The use of a different resonance in atomic force microscopy enhances resolution

(Nanowerk News) Atomic force microscopy (AFM) is a highly sensitive form of microscopy that makes it possible to map a surface with near-atomic resolution. Shaw Wei Kok and colleagues from A*STAR's Singapore Institute of Manufacturing Technology have now developed an AFM measurement method that can improve the sensitivity of the technique even further ("Shear-force atomic force microscope by using the second resonance regime of tuning fork probe").
The researchers' new measurement method is based on the standard 'tuning fork' shear mode—one of the many modes used in AFM. In this mode, an atomically sharp probe is formed on one arm of a quartz tuning fork and set into high-frequency resonant vibration. When the probe is brought close to the surface of a sample, the interaction of atomic forces gives rise to a shear force that slows down the vibration.

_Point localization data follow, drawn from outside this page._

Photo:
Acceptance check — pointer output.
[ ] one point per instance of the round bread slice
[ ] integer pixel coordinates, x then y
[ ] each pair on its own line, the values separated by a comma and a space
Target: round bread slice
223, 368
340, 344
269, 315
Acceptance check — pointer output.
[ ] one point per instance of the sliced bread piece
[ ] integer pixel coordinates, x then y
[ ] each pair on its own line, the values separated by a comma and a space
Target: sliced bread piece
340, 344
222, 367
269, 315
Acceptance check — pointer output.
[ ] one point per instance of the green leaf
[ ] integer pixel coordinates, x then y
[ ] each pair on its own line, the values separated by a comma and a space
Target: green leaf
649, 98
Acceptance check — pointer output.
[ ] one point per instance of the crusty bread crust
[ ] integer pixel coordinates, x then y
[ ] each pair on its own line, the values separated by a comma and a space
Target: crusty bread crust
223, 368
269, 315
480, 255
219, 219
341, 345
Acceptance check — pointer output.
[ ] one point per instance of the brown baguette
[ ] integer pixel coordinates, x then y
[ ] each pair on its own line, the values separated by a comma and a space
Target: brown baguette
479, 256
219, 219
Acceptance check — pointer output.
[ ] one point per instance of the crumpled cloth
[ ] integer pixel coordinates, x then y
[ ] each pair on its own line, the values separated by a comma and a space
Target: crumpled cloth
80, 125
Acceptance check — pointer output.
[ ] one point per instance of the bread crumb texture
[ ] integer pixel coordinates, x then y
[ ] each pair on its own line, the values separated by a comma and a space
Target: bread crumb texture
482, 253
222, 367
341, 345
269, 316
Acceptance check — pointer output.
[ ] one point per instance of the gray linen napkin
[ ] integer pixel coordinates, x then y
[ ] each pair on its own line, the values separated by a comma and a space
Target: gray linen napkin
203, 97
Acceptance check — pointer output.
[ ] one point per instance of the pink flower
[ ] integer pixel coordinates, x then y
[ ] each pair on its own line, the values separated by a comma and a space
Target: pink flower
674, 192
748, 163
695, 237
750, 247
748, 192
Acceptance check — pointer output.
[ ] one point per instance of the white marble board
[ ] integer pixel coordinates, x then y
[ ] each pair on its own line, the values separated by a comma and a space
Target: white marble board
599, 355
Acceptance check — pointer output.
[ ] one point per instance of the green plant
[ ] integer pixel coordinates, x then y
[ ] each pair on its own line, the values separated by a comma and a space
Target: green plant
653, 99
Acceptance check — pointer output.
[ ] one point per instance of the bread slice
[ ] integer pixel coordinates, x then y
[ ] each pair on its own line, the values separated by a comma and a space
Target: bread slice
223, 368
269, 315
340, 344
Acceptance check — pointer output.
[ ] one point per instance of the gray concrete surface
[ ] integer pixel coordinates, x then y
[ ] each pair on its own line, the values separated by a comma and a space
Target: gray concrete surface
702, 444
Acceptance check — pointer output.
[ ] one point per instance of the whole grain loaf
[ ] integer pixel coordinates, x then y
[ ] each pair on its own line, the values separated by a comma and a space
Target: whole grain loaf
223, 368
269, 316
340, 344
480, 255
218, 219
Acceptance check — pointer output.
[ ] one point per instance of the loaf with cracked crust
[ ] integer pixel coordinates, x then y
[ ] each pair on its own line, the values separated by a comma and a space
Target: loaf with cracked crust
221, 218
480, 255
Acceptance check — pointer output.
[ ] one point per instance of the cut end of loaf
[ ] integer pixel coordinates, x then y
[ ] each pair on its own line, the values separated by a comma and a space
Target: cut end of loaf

By monitoring this signal, the probe and surface can be kept at a constant separation using an automated feedback system, allowing the height profile of the sample surface to be scanned with atomic-scale resolution.
Atomic force microscope image measurements of the same structure in conventional shear mode (left) and using the second resonance regime (right)
Atomic force microscope image measurements of the same structure in conventional shear mode (left) and using the second resonance regime (right).
The maximum imaging resolution that can be achieved by tuning fork-based shear-mode AFM is limited by the Q factor of the tuning fork, or how easily the fork 'rings'. The problem, according to Kok and his colleagues, has been that research into improving the Q factor has relied on the resonant frequency of the probe in free air, which is not the same as that when the probe is nearly in contact with the surface—so during scanning the probe is effectively operating off-resonance.
The researchers discovered that feedback control using the second resonance of the probe when near the surface provides higher sensitivity than that using the first, free-air resonance. "This discovery arose when at very close distances to the surface the behavior of the tip oscillations was contrary to the expected behavior," says Kok. "The traditional model of a tuning fork could not explain the observed behavior. Based on an alternative quantitative model that we developed, we found that the sensitivity should be higher in this second resonance regime."
When operated in this second resonance regime, the resolution of AFM increased considerably, and finer structures could be resolved (see image). The development paves the way for fundamental investigations, says Kok. "We will leverage the sensitivity obtained using the second resonance regime to investigate atomic shear force interaction between the AFM probe and the sample," he says. "The results will help us to explore material characteristics at the nanoscale, and could lead to the discovery of new physics."